We do not transfer personal data to countries notified as restricted by the Central Government.
9. Data Security
- AES-256 encryption at rest, TLS 1.3 in transit
- Row-level security (RLS) on Supabase
- Multi-factor authentication for admin access
- Rate limiting via Upstash Redis
- Cloudflare DDoS protection
- Audit logs retained for minimum 1 year
- Encrypted backups with tested restoration
10. Data Retention & Erasure
- Account data: Duration of account + 2 years
- Transaction/billing data: 7 years (GST compliance)
- Communication logs: 1 year
- AI input data: Deleted immediately after session (unless saved by user)
- Upon consent withdrawal: Erasure within 30 days (unless legally required to retain)
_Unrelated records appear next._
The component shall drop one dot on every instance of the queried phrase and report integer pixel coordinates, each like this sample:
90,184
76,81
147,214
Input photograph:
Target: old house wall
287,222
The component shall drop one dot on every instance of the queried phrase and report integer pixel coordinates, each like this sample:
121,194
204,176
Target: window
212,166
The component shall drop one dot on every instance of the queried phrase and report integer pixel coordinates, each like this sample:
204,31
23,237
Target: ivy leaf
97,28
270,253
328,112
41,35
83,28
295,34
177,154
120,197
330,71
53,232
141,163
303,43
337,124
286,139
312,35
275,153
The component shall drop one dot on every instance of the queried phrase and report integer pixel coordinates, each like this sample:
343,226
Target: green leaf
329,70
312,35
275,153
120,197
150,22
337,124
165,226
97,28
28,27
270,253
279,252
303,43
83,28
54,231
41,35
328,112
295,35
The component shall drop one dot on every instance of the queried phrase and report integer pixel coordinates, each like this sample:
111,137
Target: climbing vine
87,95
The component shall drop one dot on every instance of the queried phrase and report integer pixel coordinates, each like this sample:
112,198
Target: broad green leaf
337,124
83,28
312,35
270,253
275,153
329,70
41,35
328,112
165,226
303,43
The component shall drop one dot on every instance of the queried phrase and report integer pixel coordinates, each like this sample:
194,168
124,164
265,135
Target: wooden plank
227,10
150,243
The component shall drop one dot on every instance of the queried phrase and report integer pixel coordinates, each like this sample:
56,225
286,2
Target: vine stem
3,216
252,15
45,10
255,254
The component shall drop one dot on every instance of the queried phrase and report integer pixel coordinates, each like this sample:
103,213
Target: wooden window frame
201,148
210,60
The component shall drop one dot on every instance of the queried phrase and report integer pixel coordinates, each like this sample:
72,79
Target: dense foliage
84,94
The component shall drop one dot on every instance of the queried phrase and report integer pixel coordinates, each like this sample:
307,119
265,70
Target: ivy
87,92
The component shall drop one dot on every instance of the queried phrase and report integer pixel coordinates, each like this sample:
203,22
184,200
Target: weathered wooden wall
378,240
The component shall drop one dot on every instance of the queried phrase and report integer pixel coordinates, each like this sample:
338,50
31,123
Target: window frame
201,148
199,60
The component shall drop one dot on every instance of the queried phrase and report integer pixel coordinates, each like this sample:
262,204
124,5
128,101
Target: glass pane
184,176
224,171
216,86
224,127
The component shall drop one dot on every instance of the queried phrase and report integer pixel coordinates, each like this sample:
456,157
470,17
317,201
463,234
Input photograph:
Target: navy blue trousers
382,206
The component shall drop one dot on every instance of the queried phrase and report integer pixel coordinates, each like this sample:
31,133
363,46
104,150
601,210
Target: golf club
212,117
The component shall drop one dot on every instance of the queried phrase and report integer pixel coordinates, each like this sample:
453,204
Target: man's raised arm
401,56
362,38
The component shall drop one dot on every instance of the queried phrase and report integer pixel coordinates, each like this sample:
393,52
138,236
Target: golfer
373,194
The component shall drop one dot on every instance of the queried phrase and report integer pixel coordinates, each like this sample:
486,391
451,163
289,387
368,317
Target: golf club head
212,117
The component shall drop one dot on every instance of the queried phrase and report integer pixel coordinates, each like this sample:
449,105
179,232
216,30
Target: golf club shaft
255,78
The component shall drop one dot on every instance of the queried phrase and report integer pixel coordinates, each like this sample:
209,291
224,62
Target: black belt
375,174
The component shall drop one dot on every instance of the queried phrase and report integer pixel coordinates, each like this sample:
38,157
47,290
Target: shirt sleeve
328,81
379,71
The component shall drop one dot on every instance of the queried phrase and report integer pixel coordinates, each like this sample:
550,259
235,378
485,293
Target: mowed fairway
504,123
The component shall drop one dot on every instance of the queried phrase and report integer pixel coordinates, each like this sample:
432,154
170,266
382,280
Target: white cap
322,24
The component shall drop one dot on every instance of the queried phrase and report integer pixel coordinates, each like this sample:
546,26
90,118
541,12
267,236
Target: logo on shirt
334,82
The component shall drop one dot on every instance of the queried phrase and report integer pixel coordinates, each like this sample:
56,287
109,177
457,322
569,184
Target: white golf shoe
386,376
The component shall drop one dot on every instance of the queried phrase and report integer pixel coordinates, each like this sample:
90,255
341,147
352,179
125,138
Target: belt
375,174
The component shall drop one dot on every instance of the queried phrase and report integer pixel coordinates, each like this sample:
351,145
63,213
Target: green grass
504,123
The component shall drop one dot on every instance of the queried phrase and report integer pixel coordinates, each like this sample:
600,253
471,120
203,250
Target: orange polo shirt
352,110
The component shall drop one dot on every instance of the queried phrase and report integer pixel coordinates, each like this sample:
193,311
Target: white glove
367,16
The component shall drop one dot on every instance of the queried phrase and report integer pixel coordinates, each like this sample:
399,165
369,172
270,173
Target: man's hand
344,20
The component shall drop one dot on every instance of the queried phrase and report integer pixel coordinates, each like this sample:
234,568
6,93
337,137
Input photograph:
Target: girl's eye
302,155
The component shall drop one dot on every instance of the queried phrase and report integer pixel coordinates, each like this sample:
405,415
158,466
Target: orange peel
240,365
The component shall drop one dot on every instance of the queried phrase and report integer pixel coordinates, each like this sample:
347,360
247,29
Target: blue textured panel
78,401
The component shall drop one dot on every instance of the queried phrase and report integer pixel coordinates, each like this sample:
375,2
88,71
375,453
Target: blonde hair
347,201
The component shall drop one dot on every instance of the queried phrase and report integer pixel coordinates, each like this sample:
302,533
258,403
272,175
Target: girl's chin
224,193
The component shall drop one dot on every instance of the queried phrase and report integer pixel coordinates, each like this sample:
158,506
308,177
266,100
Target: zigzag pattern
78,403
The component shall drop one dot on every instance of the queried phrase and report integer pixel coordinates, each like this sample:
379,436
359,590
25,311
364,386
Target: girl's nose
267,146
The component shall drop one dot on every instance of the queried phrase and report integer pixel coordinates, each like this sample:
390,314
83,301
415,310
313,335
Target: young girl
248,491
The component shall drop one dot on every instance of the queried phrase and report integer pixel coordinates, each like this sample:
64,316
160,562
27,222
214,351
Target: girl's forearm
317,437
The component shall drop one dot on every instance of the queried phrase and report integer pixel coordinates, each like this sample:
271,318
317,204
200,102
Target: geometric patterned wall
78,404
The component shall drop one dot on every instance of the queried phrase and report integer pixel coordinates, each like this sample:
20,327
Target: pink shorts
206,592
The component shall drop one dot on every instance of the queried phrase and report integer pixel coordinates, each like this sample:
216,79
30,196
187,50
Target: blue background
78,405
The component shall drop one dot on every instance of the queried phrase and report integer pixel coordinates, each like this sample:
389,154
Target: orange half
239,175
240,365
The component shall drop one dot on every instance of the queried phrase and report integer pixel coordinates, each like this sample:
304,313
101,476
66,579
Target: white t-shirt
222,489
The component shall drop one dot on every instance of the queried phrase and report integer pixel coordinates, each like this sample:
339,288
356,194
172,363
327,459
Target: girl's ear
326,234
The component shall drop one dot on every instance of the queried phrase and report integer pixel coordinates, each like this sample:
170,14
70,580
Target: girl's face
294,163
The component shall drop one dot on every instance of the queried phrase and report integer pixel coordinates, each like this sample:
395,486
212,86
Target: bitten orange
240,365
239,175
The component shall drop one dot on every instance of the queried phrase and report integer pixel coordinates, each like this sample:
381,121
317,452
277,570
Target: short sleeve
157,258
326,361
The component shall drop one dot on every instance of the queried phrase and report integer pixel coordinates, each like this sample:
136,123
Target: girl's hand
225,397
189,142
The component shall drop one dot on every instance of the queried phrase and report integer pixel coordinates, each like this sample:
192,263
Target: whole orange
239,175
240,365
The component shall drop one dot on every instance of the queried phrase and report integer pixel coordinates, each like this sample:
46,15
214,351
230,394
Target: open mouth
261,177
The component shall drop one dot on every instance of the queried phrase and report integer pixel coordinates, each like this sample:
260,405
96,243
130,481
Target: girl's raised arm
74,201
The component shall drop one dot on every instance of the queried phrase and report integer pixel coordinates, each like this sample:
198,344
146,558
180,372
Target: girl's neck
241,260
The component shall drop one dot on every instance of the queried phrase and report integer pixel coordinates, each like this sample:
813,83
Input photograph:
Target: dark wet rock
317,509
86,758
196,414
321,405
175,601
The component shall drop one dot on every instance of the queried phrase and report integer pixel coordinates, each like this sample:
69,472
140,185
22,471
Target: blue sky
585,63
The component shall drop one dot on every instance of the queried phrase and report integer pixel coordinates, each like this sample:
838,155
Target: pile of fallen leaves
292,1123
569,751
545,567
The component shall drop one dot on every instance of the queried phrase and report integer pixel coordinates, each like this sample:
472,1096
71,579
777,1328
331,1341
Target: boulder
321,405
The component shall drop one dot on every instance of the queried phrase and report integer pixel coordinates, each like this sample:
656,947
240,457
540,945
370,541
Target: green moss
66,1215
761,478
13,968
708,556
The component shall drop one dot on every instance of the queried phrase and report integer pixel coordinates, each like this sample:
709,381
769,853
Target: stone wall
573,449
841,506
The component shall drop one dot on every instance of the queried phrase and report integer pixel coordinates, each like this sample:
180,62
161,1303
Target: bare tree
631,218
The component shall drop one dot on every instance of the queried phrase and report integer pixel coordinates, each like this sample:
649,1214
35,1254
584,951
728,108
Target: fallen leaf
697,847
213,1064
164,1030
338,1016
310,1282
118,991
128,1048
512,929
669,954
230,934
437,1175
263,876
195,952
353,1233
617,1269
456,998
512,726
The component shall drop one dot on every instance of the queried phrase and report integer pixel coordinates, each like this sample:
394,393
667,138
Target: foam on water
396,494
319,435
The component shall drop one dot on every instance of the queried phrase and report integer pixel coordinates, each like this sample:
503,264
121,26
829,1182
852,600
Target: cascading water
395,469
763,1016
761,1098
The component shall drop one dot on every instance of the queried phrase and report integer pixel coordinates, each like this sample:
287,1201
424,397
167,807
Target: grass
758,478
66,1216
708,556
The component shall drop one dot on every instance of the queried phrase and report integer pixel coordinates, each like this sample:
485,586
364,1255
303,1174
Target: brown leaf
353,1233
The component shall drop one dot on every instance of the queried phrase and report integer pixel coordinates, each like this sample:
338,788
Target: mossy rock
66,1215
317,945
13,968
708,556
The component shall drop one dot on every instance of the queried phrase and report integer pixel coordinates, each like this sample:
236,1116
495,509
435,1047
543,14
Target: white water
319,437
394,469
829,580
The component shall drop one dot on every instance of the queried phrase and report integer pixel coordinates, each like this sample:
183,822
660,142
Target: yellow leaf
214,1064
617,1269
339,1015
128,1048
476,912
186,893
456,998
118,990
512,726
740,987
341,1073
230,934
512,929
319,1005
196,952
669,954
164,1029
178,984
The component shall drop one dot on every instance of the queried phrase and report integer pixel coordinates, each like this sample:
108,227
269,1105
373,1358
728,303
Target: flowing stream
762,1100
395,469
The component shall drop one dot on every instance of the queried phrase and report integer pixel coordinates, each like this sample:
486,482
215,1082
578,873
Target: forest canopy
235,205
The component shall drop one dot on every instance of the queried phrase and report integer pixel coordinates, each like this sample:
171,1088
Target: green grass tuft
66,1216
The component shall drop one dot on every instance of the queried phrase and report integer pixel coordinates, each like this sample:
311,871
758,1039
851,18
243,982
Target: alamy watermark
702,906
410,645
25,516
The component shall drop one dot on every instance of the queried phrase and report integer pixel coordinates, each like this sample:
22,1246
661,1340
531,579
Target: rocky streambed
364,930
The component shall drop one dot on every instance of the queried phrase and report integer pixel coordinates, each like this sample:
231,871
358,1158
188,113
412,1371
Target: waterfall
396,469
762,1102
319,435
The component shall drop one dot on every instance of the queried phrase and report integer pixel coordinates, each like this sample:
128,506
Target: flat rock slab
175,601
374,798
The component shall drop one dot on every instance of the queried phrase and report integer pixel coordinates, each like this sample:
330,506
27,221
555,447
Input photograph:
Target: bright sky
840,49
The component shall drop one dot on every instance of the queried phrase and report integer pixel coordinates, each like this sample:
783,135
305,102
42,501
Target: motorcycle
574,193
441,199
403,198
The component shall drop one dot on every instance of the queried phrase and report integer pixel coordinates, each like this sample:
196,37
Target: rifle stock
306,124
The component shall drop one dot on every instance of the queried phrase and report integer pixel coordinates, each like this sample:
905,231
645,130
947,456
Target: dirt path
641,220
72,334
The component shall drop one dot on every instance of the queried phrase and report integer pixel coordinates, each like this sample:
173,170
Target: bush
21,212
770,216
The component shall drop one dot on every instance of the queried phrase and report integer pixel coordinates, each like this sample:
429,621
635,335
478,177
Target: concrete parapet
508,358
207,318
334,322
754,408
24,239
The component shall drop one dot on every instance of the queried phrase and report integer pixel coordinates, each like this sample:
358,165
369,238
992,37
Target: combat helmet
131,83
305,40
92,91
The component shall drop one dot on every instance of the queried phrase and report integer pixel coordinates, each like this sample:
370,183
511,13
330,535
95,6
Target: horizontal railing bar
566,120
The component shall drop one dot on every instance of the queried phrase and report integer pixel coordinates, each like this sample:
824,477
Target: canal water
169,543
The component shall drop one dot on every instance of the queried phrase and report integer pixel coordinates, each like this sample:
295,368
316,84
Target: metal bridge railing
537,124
11. Your Rights (DPDP Act 2023)
- Right to Access (Section 11): Obtain confirmation and summary of your personal data
- Right to Correction & Erasure (Section 12): Request correction, completion, updating, or deletion
- Right to Grievance Redressal (Section 13): File grievance with our Grievance Officer
- Right to Nominate (Section 14): Nominate someone to exercise your rights in case of death/incapacity
- Right to Withdraw Consent (Section 6(4)): Withdraw at any time with comparable ease
Exercise your rights by contacting [email protected] or through your account settings.
12. AI Features & Automated Decision-Making
Our AI features (HSN/SAC suggestion, category mapping) use OpenAI GPT-4o-mini. These are entirely opt-in. The Platform is fully functional without AI features.
- No PII is transmitted to OpenAI (only product descriptions and seller vertical)
- Training opt-out is enabled on all API requests
- All AI outputs require human review before any GeM submission
- AI suggestions are guidance only, not legal/tax advice
13. Cookies
We use strictly necessary cookies (authentication, security), functional cookies (language preferences), analytics cookies (anonymised usage), and marketing cookies (with explicit consent). You can manage cookie preferences through the consent banner.
14. Children's Data
GemSetu is a B2B service for GeM-registered business entities. All signatories must be 18+. If we discover we are processing a child's data, we will immediately suspend the account and delete the data unless parental consent is obtained within 7 days.
15. Breach Notification
In the event of a personal data breach, we will notify the Data Protection Board of India within 72 hours and affected Data Principals without delay. We maintain comprehensive documentation of all breaches for minimum 5 years.
16. Amendments
Material changes to this Privacy Policy will be notified via email and in-app notification at least 15 days before the effective date. Continued use after the effective date constitutes acceptance.
17. Contact
For any queries, contact our Grievance Officer at [email protected].